With the rise of a corporation-sponsored government, pollution in big cities has reached extreme levels and most (if not all) people's health has been affected in some way.
The character of Austin Train in The Sheep Look Up serves a similar purpose to Xavier Conroy in The Jagged Orbit or to Chad Mulligan in Stand on Zanzibar: He is an academic who, despite predicting and interpreting social change, has become disillusioned by the failure of society to listen. This character is used both to drive the plot and to explain back-story to the reader.
By the end of the book, rioting and civil unrest sweep the United States, due to a combination of poor health, poor sanitation, lack of food, lack of services, ineffectiveness of services (medical, policing), disillusionment with government/companies, oppressive government, high incidence of birth defects (pollution-induced), and other factors; all services (military, government, private, infrastructure) break down.

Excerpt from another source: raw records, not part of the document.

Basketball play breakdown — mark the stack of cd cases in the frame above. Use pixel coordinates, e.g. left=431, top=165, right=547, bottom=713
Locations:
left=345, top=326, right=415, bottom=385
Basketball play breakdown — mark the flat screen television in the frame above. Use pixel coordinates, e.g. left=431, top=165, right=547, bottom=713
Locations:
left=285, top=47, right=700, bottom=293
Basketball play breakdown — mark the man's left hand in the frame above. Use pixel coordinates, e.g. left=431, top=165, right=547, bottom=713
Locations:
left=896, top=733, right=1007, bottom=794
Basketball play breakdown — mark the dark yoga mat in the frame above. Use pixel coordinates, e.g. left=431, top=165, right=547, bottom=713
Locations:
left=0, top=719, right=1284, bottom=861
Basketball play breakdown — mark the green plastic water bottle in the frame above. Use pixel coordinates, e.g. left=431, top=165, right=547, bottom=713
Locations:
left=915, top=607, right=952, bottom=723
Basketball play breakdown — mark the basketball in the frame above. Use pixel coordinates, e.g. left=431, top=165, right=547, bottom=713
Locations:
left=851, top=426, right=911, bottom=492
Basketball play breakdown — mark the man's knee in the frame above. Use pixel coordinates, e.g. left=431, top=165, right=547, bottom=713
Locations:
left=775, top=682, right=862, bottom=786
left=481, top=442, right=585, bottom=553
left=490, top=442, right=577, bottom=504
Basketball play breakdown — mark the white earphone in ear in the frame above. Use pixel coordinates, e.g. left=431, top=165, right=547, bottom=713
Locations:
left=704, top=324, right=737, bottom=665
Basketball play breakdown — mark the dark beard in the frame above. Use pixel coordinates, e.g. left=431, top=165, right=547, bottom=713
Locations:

Despite being nominated for a Nebula Award, the book fell out of print, only later being republished. The new edition contains a foreword by David Brin and an afterword by environmentalist and social change theorist James John Bell. Brin places the book in the context of Brunner's time and other writings.
In the afterword, Bell treats the book almost as prophecy, drawing parallels between events in the book and subsequent real world developments: "His words have a kind of Gnostic power embedded in them that gives his characters passage into our world". He notes that "Brunner's puppet of a president, affectionately called Prexy, is a dead ringer for our Dubya".
Environmental protest sabotage done by the Earth Liberation Front is pulled directly from the pages of the novel. Writer William Gibson made a similar remark in a 2007 interview:
"No one except possibly the late John Brunner, in his brilliant novel The Sheep Look Up, has ever described anything in science fiction that is remotely like the reality of 2007 as we know it."[1]